North Olympic Land Trust took a big step forward in 1993, when it received its first gift of land. The 29-acre “Dungeness Meadows” property was donated by Woodland Management Association. Located along the Dungeness River, south of Highway 101, this land includes a portion of the Dungeness River bed that is subject to channel movement. Important fish populations in the Dungeness include chinook, summer chum, bull trout, pink, fall chum, coho, and winter and summer steelhead, along with sea-run cutthroat , resident rainbow trout, and native char. The Land Trust moved quickly to address some of the topics that would come to accompany any land acquisition, including those regarding public access, mapping and signage, recreational usage, insurance, and more. (In 2011, Dungeness Meadows was sold to the Jamestown S’Klallam Tribe, with a conservation easement in place.)

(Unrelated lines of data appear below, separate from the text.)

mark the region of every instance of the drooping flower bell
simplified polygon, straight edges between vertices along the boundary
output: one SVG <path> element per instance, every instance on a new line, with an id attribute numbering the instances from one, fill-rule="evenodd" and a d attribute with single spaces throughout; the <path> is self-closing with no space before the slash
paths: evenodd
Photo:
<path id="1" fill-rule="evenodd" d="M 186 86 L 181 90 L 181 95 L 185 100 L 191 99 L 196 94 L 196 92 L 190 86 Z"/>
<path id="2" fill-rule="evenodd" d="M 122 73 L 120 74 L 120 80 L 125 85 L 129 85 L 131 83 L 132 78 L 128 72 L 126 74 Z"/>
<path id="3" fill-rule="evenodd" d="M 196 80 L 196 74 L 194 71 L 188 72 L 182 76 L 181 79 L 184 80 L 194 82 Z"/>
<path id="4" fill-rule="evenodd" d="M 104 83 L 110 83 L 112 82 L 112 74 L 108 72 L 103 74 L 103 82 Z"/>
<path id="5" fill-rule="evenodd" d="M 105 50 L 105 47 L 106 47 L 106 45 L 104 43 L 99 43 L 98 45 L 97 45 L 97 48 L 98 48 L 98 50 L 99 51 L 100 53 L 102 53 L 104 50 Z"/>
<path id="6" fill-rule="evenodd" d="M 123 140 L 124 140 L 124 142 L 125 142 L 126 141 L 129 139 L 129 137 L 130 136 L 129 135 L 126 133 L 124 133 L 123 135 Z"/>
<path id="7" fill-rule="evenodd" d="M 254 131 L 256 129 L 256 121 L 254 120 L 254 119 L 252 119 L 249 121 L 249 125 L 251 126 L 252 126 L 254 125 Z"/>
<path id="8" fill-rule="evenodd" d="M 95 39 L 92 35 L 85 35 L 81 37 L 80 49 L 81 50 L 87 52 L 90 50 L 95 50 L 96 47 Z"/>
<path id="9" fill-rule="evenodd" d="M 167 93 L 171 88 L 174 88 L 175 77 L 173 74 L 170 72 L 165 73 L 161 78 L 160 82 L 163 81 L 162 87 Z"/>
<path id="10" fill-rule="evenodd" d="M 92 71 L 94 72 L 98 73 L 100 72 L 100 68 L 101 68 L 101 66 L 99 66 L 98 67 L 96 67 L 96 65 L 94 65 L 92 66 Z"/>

Another exciting first occurred in 1995, when the Land Trust created its inaugural conservation easement, also along the Dungeness River. John Willits, a retired Peninsula College forestry professor, donated the development rights to Quacker Farm, resulting in the permanent protection of 42 acres of prime waterfowl habitat near the mouth of the river.
In the years that followed, more landowners came forward to join the growing enthusiasm for land protection. Conservation easements were completed to protect habitat along Salt Creek, the Dungeness River, and Ennis Creek as well as on Harry Lydiard’s working tree farm and on Dungeness Valley farmland belonging to John Willits and farmed by Nash Huber.
In 1998, the Land Trust received its first-ever grant, state salmon recovery money that enabled the purchase of additional development rights along the Dungeness River. In the two years that followed, 127 acres were permanently protected on eight properties. Today, the Land Trust has protected over 700 acres of irreplaceable wildlife habitat and farmland in the Dungeness River Valley.